Picking up some of Eric Zaslow's reformulation: Assume $P$ is commutative, saturated, and cancellative, as well as finitely generated. (Cancellative means $p_1+q=p_2+q$ implies $p_1=p_2$.) The answer to your question is affirmative if and only if the "groupification" $P^{gp}$ of $P$ is torsion-free. (As mentioned in Dustin's answer, saturated means that for all $p$ in $P^{gp}$, $np \in P$ implies $p\in P$. Cancellative means $p_1+q=p_2+q$ implies $p_1=p_2$.)
All this amounts to $P$ being embeddable as a sub-monoid of ${\Bbb Z}^n$ for some $n$. Then take the subgroup of ${\Bbb Z}^n$ spanned by $P$. This is isomorphic to some ${\Bbb Z}^m$; take the dual of the convex hull of $P$ in ${\Bbb R}^m$ and you've got your cone $\sigma$, just as Eric says. When $P$ is saturated, it is equal to $\sigma^\vee \cap M$; otherwise, this gives the saturation of $P$, corresponding to the integral closure of $k[P]$.

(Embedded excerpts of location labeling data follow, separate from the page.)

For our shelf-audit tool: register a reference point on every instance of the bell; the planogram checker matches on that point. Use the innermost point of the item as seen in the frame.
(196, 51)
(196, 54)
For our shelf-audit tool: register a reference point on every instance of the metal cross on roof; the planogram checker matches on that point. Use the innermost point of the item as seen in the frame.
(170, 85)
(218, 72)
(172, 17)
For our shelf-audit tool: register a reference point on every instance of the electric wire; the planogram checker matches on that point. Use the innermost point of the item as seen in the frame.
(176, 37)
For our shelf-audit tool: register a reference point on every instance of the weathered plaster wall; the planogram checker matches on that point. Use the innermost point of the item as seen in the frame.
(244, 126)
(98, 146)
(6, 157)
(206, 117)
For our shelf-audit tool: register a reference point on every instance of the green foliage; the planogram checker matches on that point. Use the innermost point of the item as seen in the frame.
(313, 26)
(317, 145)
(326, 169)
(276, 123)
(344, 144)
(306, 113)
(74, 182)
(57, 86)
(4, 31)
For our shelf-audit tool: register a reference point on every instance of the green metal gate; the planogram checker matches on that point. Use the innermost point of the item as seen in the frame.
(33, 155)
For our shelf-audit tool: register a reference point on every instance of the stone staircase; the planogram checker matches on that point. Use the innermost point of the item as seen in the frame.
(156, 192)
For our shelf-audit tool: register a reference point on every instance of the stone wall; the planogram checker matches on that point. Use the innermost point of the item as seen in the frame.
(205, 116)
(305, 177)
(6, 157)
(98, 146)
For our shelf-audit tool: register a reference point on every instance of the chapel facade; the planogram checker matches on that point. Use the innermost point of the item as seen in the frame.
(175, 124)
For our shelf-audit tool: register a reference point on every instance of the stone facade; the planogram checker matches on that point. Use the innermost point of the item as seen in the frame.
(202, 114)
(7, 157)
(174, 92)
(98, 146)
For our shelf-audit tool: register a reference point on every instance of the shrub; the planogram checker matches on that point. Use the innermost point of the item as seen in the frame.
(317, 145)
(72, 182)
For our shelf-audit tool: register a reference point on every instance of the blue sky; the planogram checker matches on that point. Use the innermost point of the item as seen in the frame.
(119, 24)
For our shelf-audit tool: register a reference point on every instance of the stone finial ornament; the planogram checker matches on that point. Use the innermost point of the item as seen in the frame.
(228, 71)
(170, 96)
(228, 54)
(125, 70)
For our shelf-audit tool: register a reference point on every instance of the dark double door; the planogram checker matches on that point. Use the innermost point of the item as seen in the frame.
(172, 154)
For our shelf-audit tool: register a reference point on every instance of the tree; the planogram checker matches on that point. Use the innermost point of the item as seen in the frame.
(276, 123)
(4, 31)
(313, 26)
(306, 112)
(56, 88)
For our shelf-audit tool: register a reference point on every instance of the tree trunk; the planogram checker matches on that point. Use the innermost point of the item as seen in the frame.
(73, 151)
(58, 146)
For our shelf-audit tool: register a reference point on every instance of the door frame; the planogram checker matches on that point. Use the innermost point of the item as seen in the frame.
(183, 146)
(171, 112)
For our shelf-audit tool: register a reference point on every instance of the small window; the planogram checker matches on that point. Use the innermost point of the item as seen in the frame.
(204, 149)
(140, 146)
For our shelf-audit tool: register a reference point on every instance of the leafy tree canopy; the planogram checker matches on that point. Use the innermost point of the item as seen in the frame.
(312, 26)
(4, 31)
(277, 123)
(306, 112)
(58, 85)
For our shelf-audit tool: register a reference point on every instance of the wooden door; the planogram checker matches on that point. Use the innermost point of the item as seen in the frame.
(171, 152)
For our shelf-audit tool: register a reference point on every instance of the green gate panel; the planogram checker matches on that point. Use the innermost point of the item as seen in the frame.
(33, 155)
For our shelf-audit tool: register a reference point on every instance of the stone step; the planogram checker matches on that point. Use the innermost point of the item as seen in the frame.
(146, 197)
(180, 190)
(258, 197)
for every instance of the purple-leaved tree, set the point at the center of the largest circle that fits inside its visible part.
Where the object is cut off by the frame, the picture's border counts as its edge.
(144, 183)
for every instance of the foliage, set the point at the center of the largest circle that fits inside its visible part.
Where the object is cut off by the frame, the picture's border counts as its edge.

Depending on what references you use, when $P^{gp}$ is torsion-free, $P$ is called either integral or toric. (See, e.g., the toric variety notes on M. Mustata's webpage versus the log geometry notes on Danny Gillam's webpage; both sources are worth looking at.) It seems the latter terminology is more standard in the log geometry world, where "integral" sometimes just means "cancellative".